Он непрестанно смотрел ей в лицо, покрытое повязками и тампонами, как белый кокон, в ожидании какого-либо знака или простого движения ресниц. Она была неподвижна, и слабые холодные пальцы не шевелились в его руке.
Когда доктор впервые попытался оторвать Дамиана от ее постели, тот долго не мог справиться с затекшими ногами и неловко скользил по полу.
Она была так плоха, что к ней не пускали даже отца.
Бицкий с Мадлен переехали теперь в город и сняли квартиру. Они целыми днями сидели вдвоем в саду у доктора на лавочке под старой липой и молчали.
К Розали взяли дипломированную сиделку, но Дамиан по-прежнему не выходил из ее комнаты. Что происходило в мире, да и существовало ли что-нибудь вообще за пределами этой комнаты, его не интересовало.
Настал август. По ночам за окном вспыхивали безмолвные зарницы, и метеоры стремительно чертили пестрое от звезд небо, пропадая где-то далеко в степи.
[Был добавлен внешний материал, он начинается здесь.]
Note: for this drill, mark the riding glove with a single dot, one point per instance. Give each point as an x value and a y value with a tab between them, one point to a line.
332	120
Дамиан не загадывал желаний.
Он смотрел, как мерехтливая свеча бросает тени на ее лицо, и ему всякий раз хотелось верить, что в нем угадывается какое-то движение, что оно вот-вот преобразится и оживет.
Он ошибался…
За эти долгие дни он молча переговорил с ней обо всем. Чаще всего вспоминались почему-то не события взрослой жизни, не служба или нескромные удовольствия Петербурга, а детские годы в родительской усадьбе, наполненные поисками собственного «я», осознанием своего места в жизни; первые детские обиды и разочарования, первые постыдные мысли и поступки.
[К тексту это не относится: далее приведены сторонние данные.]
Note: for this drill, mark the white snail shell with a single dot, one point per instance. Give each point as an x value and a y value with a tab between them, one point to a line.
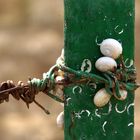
101	98
58	90
60	120
123	94
111	48
105	64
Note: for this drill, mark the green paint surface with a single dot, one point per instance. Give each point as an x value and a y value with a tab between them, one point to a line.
88	22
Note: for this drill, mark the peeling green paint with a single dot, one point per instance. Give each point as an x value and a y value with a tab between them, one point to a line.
88	23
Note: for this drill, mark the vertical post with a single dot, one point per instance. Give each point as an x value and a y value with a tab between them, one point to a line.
88	22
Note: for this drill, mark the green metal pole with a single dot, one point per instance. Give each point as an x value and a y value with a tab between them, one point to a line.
87	23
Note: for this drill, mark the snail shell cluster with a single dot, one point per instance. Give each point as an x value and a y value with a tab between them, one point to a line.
101	98
111	49
60	120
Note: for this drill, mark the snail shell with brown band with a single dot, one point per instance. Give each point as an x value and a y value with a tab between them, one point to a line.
101	98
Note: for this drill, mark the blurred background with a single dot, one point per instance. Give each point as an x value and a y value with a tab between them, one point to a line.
31	39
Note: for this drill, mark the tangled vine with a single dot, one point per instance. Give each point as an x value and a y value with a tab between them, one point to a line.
123	77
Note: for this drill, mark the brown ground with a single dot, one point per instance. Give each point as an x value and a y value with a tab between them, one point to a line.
31	37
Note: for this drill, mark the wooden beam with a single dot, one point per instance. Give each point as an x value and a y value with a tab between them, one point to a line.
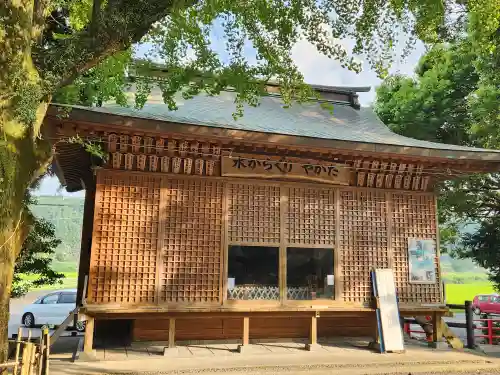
246	330
437	322
313	331
88	340
171	333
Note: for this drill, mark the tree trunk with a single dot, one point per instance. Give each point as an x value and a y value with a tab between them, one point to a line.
10	242
425	324
23	158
Он не таился ни в чем. И рассказывая Розали о себе, о впечатлениях своей прошлой жизни, он будто проживал и оценивал ее заново. В ней не было событий и поступков, в которых бы ему приходилось страстно и мучительно раскаиваться. Но все ее мельтешенье и несуразность здесь, у ночной свечи, бросавшей неверные отсветы на это распростертое под простыней безвольное тело, казались теперь далекими и совершенно напрасными. И если им с Розали еще что-то даровано впереди, то теперь оно будет исполнено другим смыслом, простым и безлукавым.
Если…
В эти дни в нем самом умирало старое и одновременно пробуждалось и крепло новое восприятие жизни, понимание своего предназначения в ней.